Suppose you have a problem that you like to tackle with machine learning and use the resulting system in a real-life project. I like to share my simple pathway for such purpose, in order to provide a basic guide to beginners and keep these things as a reminder to myself. These rules are tricky since even-thought they are simple, it is not that trivial to remember all and suppress your instinct which likes to see a running model as soon as possible.
When we confronted any problem, initially we have numerous learning algorithms, many bytes or gigabytes of data and already established knowledge to apply some of these models to particular problems. With all these in mind, we follow a three stages procedure;
Here we have a very good slide summarizing performance measures, statistical tests and sampling for model comparison and evaluation. You can refer it when you have some couple of classifiers on different datasets and you want to see which one is better and why?

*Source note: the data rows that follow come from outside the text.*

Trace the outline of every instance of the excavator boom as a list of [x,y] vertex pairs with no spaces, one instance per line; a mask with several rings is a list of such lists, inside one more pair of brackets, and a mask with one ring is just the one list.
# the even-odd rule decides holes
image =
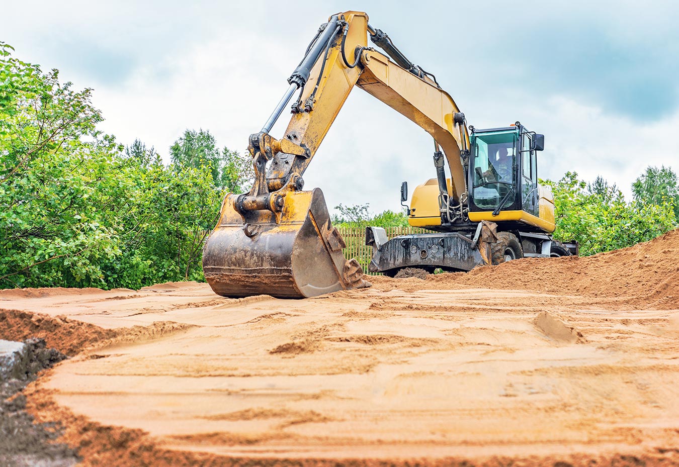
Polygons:
[[[368,37],[389,55],[368,47]],[[365,13],[333,15],[321,26],[288,79],[289,87],[249,151],[255,179],[248,193],[227,194],[203,253],[206,279],[217,294],[305,297],[365,286],[355,259],[333,227],[323,193],[302,191],[302,174],[354,86],[431,134],[443,149],[452,183],[466,191],[460,156],[469,148],[462,114],[435,79],[412,64]],[[282,138],[269,134],[295,93]]]

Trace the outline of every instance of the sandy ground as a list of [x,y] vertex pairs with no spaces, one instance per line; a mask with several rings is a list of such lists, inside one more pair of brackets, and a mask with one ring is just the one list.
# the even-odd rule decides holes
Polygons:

Selection of your final machine learning model is a vital part of your project. Using the accurate metric and the selection paradigm might give very good results even you use very simple or even wrong learning algorithm. Here, I explain a very parsimonious and plane way.
The metric you choose is depended to your problem end expectations. Some common alternatives are F1 score (combination of precision and recall), accuracy (ratio of correctly classified instances to all instances), ROC curve or error rate (1-accuracy).
For being an example I use error rate (at the below figure). First divide the data into 3 as train set, held-out set, test set. We will use held-out set as an objective guidance of hyper-parameters of your algorithm. You might also prefer to use K-fold X-validation but my choice is to keep a held-out set, if I have enough number of instances.
Following procedure can be used for parameter selection and the selection of the final model. The idea is, plotting the performance of the model with the lines of test fold accuracy (held-out set) and the train fold accuracy. This plot should be met at a certain point where both of the curves consistent in some sense (training fold and test fold scores are at reasonable levels) and after a slight step they start to be stray away from each other (train fold score increases still and test fold score starts to be dropped down). This straying effect might be underfitting or after a numerous learning iterations likely to be overfitting. Choice the best trade-off point on the plot as the correct model.
Another caveat, do not use so much folds for x-validation since some of the papers (that cannot come up the name right now:( ), asymptotic behaviour of cross validation is likely to tout over-fitting therefore use of leave-multiple out procedure instead of leave-one out if you propose to use large fold number.